Heat shock transcription factors (Hsfs) constitute a key family of transcription factors that serve as the central regulators of the heat shock response (Scharf et al., 2012). This response represents a highly conserved protective mechanism ubiquitously employed by organisms to mitigate various stresses, particularly thermal stress (Ohama et al., 2017; Wang and Xu, 2025). Structurally, Hsfs are characterized by several conserved functional domains, including a DNA-binding domain (DBD), an oligomerization domain (OD), a nuclear localization signal (NLS), a nuclear export signal (NES), a repressor domain (RD), and an aromatic, hydrophobic, and acidic (AHA) motif (Wang and Xu, 2025). Based on these structural features, Hsfs are generally classified into three major groups: A, B, and C. Class A Hsfs possess a C-terminal AHA motif that enables direct transcriptional activation of downstream target genes (Von Koskull-Döring et al., 2007). In contrast, Class B Hsfs contain a repressor domain with a highly conserved LFGV tetrapeptide motif (Ikeda and Ohme-Takagi, 2009).
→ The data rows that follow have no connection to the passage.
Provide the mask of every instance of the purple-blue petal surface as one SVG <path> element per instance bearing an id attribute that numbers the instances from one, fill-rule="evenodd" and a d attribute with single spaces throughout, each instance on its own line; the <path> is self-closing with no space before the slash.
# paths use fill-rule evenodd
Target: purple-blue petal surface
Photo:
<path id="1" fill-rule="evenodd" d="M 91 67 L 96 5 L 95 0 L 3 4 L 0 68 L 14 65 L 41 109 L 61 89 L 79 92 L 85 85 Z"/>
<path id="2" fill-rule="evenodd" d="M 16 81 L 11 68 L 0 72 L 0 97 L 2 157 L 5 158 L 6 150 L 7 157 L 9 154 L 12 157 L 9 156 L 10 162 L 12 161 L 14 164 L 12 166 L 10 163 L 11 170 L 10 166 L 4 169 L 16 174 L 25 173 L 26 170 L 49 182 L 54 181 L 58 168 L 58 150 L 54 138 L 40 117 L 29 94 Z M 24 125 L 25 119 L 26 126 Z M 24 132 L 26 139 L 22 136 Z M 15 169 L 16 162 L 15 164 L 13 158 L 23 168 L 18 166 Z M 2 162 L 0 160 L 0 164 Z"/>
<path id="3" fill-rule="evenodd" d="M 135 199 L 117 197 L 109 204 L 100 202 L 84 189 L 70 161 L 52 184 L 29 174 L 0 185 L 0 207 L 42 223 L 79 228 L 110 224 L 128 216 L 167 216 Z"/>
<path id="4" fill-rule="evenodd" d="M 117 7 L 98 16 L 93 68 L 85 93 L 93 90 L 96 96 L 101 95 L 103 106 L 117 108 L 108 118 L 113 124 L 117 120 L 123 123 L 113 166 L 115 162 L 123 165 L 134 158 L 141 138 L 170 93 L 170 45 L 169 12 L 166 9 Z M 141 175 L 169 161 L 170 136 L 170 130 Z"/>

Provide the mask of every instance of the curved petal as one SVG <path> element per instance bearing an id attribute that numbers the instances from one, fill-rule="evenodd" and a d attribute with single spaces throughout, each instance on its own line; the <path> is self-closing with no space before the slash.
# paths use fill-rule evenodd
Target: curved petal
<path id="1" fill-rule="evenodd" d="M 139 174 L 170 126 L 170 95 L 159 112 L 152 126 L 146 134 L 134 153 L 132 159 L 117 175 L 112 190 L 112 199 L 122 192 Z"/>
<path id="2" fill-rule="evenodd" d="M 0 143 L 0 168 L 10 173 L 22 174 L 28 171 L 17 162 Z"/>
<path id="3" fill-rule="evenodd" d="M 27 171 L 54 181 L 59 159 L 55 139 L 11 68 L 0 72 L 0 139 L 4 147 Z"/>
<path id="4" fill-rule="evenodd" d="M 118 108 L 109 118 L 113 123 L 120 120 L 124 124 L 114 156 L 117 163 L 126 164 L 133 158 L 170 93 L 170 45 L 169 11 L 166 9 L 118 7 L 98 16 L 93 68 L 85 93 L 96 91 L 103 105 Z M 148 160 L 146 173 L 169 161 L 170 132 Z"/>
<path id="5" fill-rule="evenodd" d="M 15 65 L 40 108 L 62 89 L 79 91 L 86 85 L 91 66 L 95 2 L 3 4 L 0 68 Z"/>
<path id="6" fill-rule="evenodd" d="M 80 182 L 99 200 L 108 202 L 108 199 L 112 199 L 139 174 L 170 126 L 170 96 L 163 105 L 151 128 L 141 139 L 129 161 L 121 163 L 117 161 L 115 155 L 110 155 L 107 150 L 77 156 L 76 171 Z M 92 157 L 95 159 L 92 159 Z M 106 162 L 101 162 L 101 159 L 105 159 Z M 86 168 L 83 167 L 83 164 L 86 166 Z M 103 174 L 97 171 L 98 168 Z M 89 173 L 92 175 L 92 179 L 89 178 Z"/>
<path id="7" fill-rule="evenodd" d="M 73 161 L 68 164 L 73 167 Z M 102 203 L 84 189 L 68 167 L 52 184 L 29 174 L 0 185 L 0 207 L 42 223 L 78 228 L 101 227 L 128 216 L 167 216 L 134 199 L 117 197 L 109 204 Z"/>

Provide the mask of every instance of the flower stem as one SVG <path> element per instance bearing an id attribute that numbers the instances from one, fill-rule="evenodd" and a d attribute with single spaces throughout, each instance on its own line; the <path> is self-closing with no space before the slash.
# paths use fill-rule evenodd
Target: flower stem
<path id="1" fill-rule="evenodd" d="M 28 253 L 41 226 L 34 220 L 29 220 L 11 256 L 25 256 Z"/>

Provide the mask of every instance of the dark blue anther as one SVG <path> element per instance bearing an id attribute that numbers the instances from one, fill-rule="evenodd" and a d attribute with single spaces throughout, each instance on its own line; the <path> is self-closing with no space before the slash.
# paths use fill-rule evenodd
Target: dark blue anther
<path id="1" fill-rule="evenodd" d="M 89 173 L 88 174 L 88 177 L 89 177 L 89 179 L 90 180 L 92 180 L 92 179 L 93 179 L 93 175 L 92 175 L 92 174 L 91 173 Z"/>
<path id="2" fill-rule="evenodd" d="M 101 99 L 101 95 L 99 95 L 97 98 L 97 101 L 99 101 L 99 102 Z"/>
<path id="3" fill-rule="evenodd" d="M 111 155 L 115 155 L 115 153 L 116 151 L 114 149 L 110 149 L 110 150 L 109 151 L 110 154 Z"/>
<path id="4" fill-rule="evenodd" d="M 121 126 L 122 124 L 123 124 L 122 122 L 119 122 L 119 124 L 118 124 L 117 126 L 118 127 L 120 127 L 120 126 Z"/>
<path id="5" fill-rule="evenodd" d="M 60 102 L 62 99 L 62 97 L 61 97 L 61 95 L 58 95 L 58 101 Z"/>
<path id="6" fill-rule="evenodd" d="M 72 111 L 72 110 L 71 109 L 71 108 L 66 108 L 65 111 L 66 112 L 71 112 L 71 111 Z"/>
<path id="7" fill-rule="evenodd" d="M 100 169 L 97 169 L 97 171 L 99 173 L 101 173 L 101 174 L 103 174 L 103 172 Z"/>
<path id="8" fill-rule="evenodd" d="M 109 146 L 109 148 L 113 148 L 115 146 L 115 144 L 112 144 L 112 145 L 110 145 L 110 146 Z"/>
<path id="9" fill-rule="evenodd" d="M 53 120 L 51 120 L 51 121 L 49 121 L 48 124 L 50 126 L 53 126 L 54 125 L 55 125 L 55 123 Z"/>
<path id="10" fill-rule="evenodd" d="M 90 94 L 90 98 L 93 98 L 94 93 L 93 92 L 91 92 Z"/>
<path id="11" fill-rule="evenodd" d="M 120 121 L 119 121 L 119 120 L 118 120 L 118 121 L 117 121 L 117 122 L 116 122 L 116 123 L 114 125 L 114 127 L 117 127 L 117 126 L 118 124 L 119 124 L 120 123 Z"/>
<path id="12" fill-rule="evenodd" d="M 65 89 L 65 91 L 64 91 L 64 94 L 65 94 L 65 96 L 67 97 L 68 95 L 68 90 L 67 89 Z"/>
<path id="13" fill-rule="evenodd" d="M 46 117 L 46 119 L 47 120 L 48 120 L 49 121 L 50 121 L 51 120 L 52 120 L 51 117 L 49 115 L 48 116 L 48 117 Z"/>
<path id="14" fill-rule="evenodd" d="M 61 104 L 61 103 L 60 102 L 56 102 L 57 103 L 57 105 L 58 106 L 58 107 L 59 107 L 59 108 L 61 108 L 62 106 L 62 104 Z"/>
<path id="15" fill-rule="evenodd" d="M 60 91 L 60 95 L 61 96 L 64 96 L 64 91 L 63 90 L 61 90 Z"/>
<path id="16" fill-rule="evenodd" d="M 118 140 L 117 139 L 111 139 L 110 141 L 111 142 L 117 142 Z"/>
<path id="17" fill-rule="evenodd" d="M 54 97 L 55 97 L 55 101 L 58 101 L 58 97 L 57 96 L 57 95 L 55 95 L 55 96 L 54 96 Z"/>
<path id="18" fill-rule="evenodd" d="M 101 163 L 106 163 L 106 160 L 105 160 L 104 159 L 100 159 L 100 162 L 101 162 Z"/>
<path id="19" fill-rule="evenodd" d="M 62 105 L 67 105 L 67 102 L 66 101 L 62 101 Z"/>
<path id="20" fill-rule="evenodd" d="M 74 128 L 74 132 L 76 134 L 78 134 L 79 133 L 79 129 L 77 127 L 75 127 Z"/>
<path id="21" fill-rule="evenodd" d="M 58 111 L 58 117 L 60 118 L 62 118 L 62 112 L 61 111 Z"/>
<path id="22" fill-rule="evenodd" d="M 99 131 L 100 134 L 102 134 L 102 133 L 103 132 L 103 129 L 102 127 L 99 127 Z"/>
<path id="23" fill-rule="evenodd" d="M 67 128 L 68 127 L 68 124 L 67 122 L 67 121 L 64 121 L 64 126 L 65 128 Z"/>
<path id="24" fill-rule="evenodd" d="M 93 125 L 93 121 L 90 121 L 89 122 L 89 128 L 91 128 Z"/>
Class C Hsfs are generally shorter and structurally simpler than those in Classes A and B. Interestingly, the expansion of Class C Hsfs in monocots suggests potential functional specialization among members within this group (Andrási et al., 2020).
Plant Hsfs maintain a dynamic equilibrium, switching between active and inactive states in response to environmental conditions and adaptive mechanisms (Bakery et al., 2024). According to the activation cycle model, Hsfs are initially maintained in an inactive state within cytoplasmic complexes bound to HSP70 and HSP90. Under heat stress, misfolded proteins compete for and sequester HSPs, leading to Hsf release. Once liberated, Hsfs oligomerize, translocate into the nucleus, and activate the transcription of heat-responsive genes, including those encoding HSPs and additional Hsfs (Scharf et al., 2012; Bakery et al., 2024). In Arabidopsis thaliana, HsfA1 is a master regulator of high-temperature signaling, coordinating heat shock and warm-temperature responses. Specifically, HsfA1d links these pathways by stabilizing phytochrome-interacting factor 4 (PIF4), which promotes thermomorphogenesis, while simultaneously activating HsfA2 to reinforce thermotolerance (Raturi and Zinta, 2024; Li et al., 2024; Tan et al., 2023). Nevertheless, HsfBs are occasionally regarded as repressors of the heat shock response, capable of modulating the activity of class A members (Andrási et al., 2020; Wang and Xu, 2025). Loss-of-function mutations in AtHsfB1 and AtHsfB2b confer enhanced heat tolerance in Arabidopsis, accompanied by elevated expression of AtHsfA2 and AtHsfA7a under heat stress (Pick et al., 2012; Ikeda et al., 2011). In tomato, SlHsfb1 acts as a co-activator of SlHsfA1a, promoting the accumulation of heat shock proteins and enhancing thermotolerance. In addition, SlHsfb1 functions as a transcriptional repressor of other SlHsfs, including SlHsfA1b and SlHsfA2, thereby maintaining a balance between growth and stress responses under heat stress conditions (Fragkostefanakis et al., 2019). Furthermore, class C Hsfs contribute to the regulation of plant heat tolerance. For example, in lilies, high-temperature stress suppresses LlHsfC2 homodimerization while enhancing its heterodimerization with HsfAs, thereby enabling sustained co-activation of heat tolerance mechanisms (Wu et al., 2024).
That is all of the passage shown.